2) Global and Local Operation and Circulation of Trance Mediums/Media
Trance practices play a major role, both on a local and a transnational scale, in the integration and disintegration of social relations, and are therefore politically significant. How are transnational movements shaped, and ritual practices transformed, by mediatization? In what ways do ritual experts act as agents of geographically dispersed people? How are media and mediating practices generated and transformed in migrant communities? How are they used for strategies of individual and collective (identity) regeneration? In what ways do religious and economic networks interpenetrate? How do New Media and trance cults shape conceptions of “alternative” (Appadurai) or “parallel” (Larkin) modernities for their adherents and opponents? How do they reshape, structure and question public spheres and shared concepts of a common good or a common worldview?

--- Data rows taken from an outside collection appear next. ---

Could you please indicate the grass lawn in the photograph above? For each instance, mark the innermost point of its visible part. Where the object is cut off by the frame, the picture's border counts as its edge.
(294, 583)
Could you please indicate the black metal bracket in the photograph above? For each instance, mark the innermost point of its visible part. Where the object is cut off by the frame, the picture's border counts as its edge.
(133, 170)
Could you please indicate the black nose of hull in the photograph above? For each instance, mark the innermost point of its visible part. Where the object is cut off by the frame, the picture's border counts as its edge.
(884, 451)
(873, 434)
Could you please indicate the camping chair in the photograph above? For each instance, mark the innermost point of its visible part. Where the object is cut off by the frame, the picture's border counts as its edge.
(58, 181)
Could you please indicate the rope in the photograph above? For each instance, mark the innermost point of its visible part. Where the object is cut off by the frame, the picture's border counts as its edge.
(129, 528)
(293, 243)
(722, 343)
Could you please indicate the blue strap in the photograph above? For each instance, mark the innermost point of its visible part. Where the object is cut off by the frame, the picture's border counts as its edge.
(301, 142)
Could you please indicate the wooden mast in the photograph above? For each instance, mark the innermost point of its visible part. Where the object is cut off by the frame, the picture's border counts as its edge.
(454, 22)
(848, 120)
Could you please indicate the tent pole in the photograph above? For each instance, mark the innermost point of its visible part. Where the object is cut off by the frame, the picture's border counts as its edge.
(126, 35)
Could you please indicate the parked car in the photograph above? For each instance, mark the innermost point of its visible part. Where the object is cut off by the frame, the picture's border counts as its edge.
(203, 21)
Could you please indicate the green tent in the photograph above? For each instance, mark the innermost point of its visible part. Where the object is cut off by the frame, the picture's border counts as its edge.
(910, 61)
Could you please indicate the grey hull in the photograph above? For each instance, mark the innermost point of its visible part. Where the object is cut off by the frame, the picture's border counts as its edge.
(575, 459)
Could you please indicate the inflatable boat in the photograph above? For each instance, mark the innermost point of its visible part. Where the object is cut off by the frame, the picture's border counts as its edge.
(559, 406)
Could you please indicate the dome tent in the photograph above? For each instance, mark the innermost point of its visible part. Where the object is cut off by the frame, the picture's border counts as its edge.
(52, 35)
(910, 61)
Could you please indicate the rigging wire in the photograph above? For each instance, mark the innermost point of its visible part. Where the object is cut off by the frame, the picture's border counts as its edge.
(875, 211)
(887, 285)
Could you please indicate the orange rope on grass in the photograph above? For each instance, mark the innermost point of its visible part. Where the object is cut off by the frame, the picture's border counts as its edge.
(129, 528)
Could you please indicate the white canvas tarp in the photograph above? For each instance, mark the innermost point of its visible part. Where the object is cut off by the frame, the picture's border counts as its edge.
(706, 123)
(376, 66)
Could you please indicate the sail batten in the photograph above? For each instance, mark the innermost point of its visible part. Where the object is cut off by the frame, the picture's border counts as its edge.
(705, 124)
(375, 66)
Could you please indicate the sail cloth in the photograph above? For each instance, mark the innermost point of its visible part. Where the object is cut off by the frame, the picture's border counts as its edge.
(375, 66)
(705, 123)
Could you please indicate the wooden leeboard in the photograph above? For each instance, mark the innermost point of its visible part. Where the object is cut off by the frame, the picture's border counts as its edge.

3) Restricted and Expanded Publics
European and non-European, religious and secular, past and present trance practices can be seperated into i) public practices (by mass media or in the streets) ii) intimate practices (for a restricted public) and iii) secret (and prohibited) practices. On a different scale, individually produced and circulated New Media create and shape the public sphere in the same way as state or commercial recordings of trance practices. Both can be disseminated via mass media and find a great number of recipients all over the world. These productions provide and organize an access, whether or not authorized, to the supernatural and to the cultural imagination, and are therefore of great political significance. Increasingly, their actors operate within a transnational "religious field" (Bourdieu). At the same time the transitions between bodily experiences, individual life-worlds, local communities and transnationally discussed conceptions of a "common good" and "legitimate religious praxis" are polyphonic, and characterized by ruptures. How can we describe the mutual translations between (i) public and (ii) intimate practices of
trance and their respective forms of mediation? How do (iii) secret trance practices and their adherents relate to public debates and contribute to or question common conceptions of a legitimate good? What kinds of claims are made in favor of or against Trance Mediums in transnational publics? What stake do New Media have in these processes?

4) Ciné-trance: Spirits, Media/Mediums, and their Ethnographers
Ciné-trance was already used as a methodological principle by Jean Rouch in order to restrict his submission to the otherness of trance while he filmed. But even Trance Mediums oscillate between the experience and the controlled utilization of a ritual "unio mystica". The documentation and visualization of trance experiences and occult powers, both by ethnographers and by the practitioners themselves, not only enables the reflection and control of these states, but at the same time produce New Media, mediums and actors of possession. This mutual pervasion raises methodological questions and calls for a closer look at these techniques and the ways they deal with the forces of a contradictory world. What impact does digital reproduction and dissemination have on ritual techniques of ecstasies? Which experiences can be translated onto local, national and global stages? Do these processes bring about standardization, or do they produce new and deviant forms of religious sensations? What new kinds of media-enhanced control and inducement of trance states can be observed in the age of digital TV, internet and countless video recordings by both practitioners and laymen?